Using a contact at the Beijing Pop Festival, the duo played in a club called School situated under an old hutong. With Chinese authorities reticent to publicise hardcore punk and experimental sounds, the pair were taken by the local musicians’ desire to make and perform the music they love with no expectation that it would even bring them any attention, let alone fame and fortune. “Their attitude was that it’s worth doing for its own sake,” says Henry.
As such, Sleep Standing Up – whether coincidentally or otherwise – has the feel of a group who’ve been at it for years.

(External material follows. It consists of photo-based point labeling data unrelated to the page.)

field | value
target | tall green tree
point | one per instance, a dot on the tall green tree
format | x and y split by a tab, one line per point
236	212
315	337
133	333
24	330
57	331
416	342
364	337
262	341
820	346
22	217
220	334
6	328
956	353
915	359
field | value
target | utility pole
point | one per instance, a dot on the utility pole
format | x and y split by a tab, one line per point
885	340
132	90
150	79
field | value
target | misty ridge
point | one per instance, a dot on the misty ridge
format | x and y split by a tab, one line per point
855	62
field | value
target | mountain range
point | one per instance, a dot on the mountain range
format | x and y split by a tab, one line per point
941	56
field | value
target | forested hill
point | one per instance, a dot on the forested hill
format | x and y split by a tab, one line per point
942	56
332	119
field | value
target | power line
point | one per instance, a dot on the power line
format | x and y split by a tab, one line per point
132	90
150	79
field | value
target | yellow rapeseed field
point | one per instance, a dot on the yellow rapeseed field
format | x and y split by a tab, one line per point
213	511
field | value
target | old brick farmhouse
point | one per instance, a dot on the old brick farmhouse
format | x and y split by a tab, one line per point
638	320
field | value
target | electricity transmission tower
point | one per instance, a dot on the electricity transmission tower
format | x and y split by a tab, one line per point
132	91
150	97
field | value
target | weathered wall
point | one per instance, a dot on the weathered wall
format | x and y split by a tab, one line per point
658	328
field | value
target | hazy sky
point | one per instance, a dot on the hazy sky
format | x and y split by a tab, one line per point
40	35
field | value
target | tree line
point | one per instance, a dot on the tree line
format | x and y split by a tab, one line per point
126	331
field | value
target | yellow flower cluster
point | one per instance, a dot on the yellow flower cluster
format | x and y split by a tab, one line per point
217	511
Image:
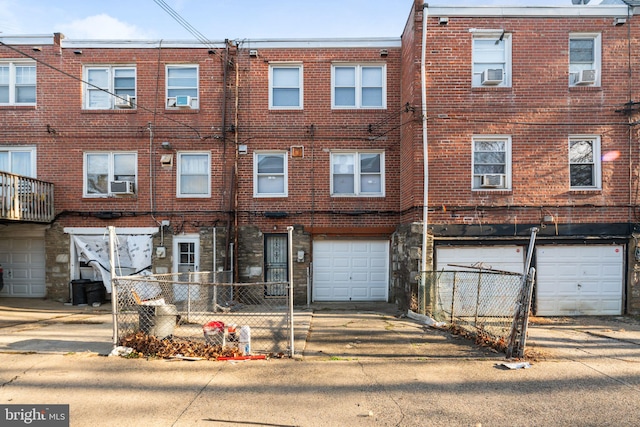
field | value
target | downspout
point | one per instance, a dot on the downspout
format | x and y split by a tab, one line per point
425	155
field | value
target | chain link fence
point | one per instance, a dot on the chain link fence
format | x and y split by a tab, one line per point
202	315
480	303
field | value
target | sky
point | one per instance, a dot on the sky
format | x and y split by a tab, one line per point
218	20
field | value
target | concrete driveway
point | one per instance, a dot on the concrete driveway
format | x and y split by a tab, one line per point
362	365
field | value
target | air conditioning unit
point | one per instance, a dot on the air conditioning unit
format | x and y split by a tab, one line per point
183	101
491	77
585	77
124	101
121	187
495	180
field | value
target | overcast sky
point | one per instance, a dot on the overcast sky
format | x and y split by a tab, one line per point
220	19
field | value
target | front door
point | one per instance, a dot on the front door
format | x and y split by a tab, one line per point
276	267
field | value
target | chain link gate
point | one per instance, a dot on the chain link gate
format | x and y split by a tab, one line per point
198	315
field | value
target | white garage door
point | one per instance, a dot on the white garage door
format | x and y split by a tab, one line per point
350	270
505	258
575	280
23	261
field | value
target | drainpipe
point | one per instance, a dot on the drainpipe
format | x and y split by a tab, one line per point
425	150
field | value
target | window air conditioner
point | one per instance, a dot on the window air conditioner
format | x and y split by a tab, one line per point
492	181
183	101
491	77
124	101
121	187
585	77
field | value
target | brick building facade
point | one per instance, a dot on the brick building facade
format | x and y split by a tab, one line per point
529	122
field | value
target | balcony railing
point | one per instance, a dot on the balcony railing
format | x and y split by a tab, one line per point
25	199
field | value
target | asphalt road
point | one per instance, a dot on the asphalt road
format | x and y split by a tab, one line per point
356	367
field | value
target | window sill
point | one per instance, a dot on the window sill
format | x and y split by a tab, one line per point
17	107
590	88
111	111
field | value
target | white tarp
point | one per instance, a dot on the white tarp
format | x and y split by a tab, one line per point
132	252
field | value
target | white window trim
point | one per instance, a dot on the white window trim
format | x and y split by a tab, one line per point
597	55
358	101
597	161
507	166
195	102
179	175
496	35
256	194
111	89
12	63
32	150
85	192
356	173
300	68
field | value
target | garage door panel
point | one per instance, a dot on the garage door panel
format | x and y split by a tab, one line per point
579	280
359	270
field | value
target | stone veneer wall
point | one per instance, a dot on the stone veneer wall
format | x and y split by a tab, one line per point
406	254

It’s a record that feels so fully formed as a debut that you could be convinced it was their third or fourth album. From the wide-open spaces and lift-off of opening track Me Versus the Volcano’s Lynchian take on Sigur Ros and its slight melodic recall on the string-laden crescendos of Darkness, to When the Butterflies Come Down’s melancholy keys and graceful sonic arcs, each track retains its poise – a sense of sad grandeur – even as its subject matter invites the duo to be vulnerable.